Deux marchés publics sont au centre de l’affaire : une soumission du 14 juillet 2005 et une seconde du 3 octobre 2005. Les deux autres lots, lancés ultérieurement, n’ont pas donné lieu à contestation.
Le lancement de la soumission du 14 juillet déclenche un branle-bas de combat chez les carreleurs : le 7 juin, indique le rapport du Conseil, carrelage Willy Putz demande à son fournisseur « une protection de chantier » et lui communique les quantités de marchandise nécessaires ainsi que les délais d’exécution. Une « protection de chantier » permet à une entreprise d’obtenir un engagement de son fournisseur qui lui promet en prévision d’un marché futur de lui livrer un produit déterminé avec une réduction de prix comprise entre cinq et sept pour cent. Si le marché lui échappe, l’entreprise touche quand même une commission du fournisseur pour avoir « placé » le produit. Carrelages Willy Putz dira dans l’enquête que ce mécanisme de remise et de note de crédit n’a pas été mis en application à son profit. Les autres entreprises impliquées dans le cartel resteront peu bavardes à ce sujet, certaines prétendront même en ignorer l’existence. L’Inspection considérait que la « protection de chantier » serait de nature à restreindre la concurrence parce qu’une entreprise obtiendrait de cette manière une garantie sur les prix et les quantités. Elle en faisait grief aux dix entreprises. Le Conseil a considéré en revanche que ce qu’elle a appelé des « accords de distribution verticale » n’étaient pas en règle générale anticoncurrentiels, pour autant que leur effet anticoncurrentiel n’a pas été démontré. Sans quoi « toute pratique, tout comportement ou tout accord qui procure à une entreprise un avantage purement commercial, de préférence sur ses concurrents » serait alors prohibé. Ce qui va trop loin.
Le 13 juin 2005 a lieu, dans les locaux commerciaux de la sàrl Maroldt, une réunion entre les responsables de plusieurs entreprises de carrelage. Objectif des conspirateurs, selon l’un d’eux qui est passé aux aveux : constituer les différentes associations momentanées en vue de la soumission du 14 juillet. Une des associations devait préparer les offres des autres. Le matériel devait être fourni pour Carrelages Willy Putz, en vertu de la « précommande » qu’il avait lancée le 7 juin à son fournisseur. On se repartit le gâteau : l’association Maroldt/Decker/De Cillia remporterait la première soumission.

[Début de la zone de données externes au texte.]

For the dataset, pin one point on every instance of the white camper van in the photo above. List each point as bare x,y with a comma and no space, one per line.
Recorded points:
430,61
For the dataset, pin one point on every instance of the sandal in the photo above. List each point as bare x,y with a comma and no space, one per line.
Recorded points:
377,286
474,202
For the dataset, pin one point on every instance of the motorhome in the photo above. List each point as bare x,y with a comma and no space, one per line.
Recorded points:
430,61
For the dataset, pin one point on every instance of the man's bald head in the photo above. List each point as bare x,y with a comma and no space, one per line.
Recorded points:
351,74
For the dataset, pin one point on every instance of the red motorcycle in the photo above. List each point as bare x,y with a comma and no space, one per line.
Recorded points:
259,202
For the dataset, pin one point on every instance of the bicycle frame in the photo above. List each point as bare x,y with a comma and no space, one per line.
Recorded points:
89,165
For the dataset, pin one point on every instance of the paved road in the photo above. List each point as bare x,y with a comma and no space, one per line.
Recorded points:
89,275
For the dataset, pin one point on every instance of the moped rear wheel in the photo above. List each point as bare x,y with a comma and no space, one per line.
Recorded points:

L’ouverture des offres ne laisse pas de surprise : c’est bien cette association qui se classe première sur la base du prix offert, l’association formée par Carrelage Willy Putz/Carrelage Wedekind se classe deuxième et celle qui regroupe Andreosso et Bintz troisième. Les offres dépassent de plus de trente pour cent le devis estimatif et l’écart de prix entre elles est étonnement faible : quatre pour cent entre les deux premières et 1,6 pour cent entre les deuxième et troisième. Surpris, le bureau d’architecte en charge de la gestion du chantier réclame une analyse de prix à chacun des trois soumissionnaires. Là aussi, les entrepreneurs se concerteront pour s’échanger leurs données. Personne n’est dupe. Le marché est annulé le 29 septembre et fera l’objet d’un marché négocié au prix fort : dix pour cent de plus que l’offre déposée par Maroldt/De Cillia.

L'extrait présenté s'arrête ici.